Walk into most fitness facilities and you’ll likely hear some sort of music playing. Could that music be what motivates people to move more? For a group of cardiac rehabilitation patients, that was indeed the case.

Those individuals took part in a study to determine whether self-selected music played at a certain tempo was associated with increased exercise adherence. To answer this question, researchers divided the 34 patients into a no-music control group and a tempo-paced music group. Members of the second group were allowed to choose their own playlists as long as the music they selected met the researchers’ tempo guidelines. To take things further, researchers also gave half of the music group songs that “were sonically enhanced with rhythmic auditory stimulation (RAS) to accentuate tempo-pace synchrony. . . .”

Throughout the 3-month intervention, the individuals participated in a weekly on-site exercise class and were given workouts to be completed at home at least four times per week. Each patient was fitted with an accelerometer to measure physical activity levels.

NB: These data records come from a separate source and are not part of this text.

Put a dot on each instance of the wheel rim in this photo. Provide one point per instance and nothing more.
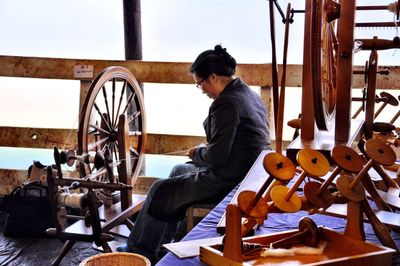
(323, 59)
(114, 91)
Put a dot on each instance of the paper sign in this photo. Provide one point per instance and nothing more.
(83, 71)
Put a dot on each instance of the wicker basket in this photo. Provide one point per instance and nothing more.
(117, 258)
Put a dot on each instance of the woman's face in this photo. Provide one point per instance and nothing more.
(205, 85)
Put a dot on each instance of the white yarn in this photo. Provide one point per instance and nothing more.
(283, 252)
(73, 200)
(392, 7)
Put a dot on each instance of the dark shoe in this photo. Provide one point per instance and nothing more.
(123, 248)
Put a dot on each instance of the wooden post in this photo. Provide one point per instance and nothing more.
(132, 30)
(344, 72)
(307, 103)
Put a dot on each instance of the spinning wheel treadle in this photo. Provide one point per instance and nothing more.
(113, 115)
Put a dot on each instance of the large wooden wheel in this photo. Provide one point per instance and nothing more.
(113, 118)
(329, 53)
(324, 52)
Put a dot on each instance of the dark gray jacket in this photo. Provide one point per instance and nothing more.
(237, 130)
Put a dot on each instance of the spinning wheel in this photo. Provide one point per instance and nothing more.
(328, 53)
(113, 116)
(324, 43)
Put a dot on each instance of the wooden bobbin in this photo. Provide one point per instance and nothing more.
(69, 157)
(346, 159)
(378, 152)
(308, 235)
(314, 164)
(279, 168)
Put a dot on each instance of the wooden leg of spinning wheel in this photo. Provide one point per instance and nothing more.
(106, 247)
(381, 231)
(233, 237)
(129, 224)
(354, 226)
(370, 187)
(65, 249)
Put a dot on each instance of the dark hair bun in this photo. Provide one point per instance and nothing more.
(229, 60)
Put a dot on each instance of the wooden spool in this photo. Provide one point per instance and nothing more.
(279, 168)
(346, 159)
(314, 164)
(378, 152)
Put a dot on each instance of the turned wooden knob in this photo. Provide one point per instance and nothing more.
(308, 235)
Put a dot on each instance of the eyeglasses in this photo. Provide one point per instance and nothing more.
(198, 85)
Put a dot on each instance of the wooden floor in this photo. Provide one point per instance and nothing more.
(40, 252)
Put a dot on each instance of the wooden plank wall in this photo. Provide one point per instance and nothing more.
(154, 72)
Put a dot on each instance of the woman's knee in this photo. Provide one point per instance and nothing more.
(181, 169)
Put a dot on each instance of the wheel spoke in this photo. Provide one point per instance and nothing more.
(133, 117)
(134, 151)
(98, 129)
(120, 101)
(135, 133)
(91, 146)
(106, 102)
(129, 101)
(113, 103)
(102, 117)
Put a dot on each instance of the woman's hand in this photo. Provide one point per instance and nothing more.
(190, 152)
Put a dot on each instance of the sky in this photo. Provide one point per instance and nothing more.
(175, 30)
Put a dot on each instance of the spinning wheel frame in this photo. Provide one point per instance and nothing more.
(324, 45)
(113, 126)
(329, 52)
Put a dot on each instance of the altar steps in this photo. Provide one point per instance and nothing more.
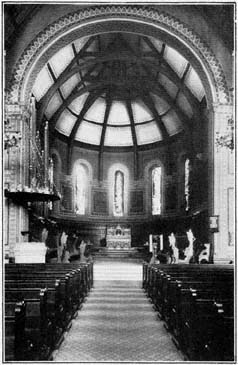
(118, 254)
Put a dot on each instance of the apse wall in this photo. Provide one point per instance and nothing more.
(138, 192)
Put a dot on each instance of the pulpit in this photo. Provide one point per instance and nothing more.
(118, 238)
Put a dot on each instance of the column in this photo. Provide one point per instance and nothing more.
(222, 186)
(16, 217)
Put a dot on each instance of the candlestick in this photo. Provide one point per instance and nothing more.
(161, 242)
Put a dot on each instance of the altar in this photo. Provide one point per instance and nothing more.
(118, 238)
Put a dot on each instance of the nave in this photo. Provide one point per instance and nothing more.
(117, 322)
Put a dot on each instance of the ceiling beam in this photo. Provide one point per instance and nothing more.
(150, 104)
(74, 93)
(170, 73)
(151, 64)
(134, 138)
(104, 127)
(63, 76)
(88, 103)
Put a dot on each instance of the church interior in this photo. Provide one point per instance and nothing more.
(119, 182)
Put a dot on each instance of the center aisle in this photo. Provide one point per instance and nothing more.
(117, 323)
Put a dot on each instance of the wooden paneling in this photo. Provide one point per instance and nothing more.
(100, 202)
(136, 202)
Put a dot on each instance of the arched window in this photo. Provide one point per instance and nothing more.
(186, 184)
(118, 206)
(156, 190)
(80, 189)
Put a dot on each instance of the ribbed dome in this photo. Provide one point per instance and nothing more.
(117, 90)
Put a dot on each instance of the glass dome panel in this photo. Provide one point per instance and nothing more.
(147, 133)
(118, 136)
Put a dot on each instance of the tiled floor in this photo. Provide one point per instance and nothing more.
(117, 323)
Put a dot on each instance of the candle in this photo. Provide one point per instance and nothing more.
(150, 243)
(161, 242)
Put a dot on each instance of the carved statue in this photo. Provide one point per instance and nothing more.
(175, 254)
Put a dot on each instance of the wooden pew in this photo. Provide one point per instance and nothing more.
(66, 286)
(14, 320)
(196, 303)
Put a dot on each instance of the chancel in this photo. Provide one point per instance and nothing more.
(119, 182)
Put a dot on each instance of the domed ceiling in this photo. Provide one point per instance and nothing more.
(118, 90)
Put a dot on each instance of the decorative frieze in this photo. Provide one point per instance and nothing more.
(151, 16)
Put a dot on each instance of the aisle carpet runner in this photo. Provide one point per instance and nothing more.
(117, 323)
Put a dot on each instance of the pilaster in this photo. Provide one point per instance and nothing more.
(223, 186)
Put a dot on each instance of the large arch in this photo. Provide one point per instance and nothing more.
(147, 21)
(96, 20)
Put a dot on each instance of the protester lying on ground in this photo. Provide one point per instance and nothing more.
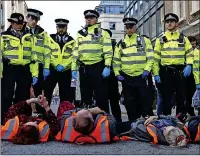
(166, 130)
(193, 125)
(85, 125)
(21, 128)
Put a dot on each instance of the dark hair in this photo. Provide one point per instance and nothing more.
(86, 125)
(26, 135)
(192, 38)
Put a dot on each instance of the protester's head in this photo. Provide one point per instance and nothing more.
(193, 41)
(33, 17)
(175, 136)
(27, 134)
(83, 122)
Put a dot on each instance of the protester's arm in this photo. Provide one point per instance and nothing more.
(19, 108)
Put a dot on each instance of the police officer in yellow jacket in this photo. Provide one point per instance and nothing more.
(173, 62)
(41, 47)
(190, 81)
(93, 52)
(19, 62)
(132, 63)
(62, 45)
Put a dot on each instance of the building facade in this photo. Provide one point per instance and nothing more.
(150, 15)
(9, 7)
(111, 15)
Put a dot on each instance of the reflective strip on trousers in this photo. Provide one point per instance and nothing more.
(172, 56)
(10, 129)
(91, 51)
(173, 49)
(69, 129)
(134, 54)
(103, 131)
(11, 56)
(44, 131)
(134, 62)
(27, 48)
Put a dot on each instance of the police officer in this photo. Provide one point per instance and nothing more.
(132, 63)
(41, 47)
(173, 62)
(93, 52)
(113, 89)
(62, 45)
(19, 63)
(190, 81)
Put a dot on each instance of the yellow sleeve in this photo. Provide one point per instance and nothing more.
(116, 62)
(75, 55)
(157, 54)
(149, 54)
(196, 66)
(189, 52)
(34, 65)
(47, 52)
(107, 48)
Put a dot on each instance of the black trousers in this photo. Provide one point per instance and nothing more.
(172, 79)
(14, 74)
(39, 86)
(190, 90)
(136, 98)
(91, 79)
(64, 82)
(113, 96)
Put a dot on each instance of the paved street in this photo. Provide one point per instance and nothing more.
(122, 148)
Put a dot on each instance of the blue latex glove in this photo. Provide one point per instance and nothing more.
(35, 80)
(106, 72)
(59, 68)
(187, 70)
(198, 87)
(120, 78)
(157, 79)
(46, 72)
(145, 74)
(74, 75)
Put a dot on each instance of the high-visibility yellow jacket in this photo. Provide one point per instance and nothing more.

At study completion, the researchers learned that the music group put in 105 more minutes of weekly exercise than the no-music group did. The RAS group fared even better, exercising an average of 631 minutes per week. Compared with the no-music and non-RAS groups, the RAS group exercised an extra 261 minutes, respectively, each week.

“The use of tempo-pace synchronized preference-based audio-playlists was feasibly implemented into a structured exercise program and efficacious in improving adherence to physical activity beyond the evidence-based non-music usual standard of care,” the study authors concluded.

The study was published in Sports Medicine—Open (2015; 2 [7]).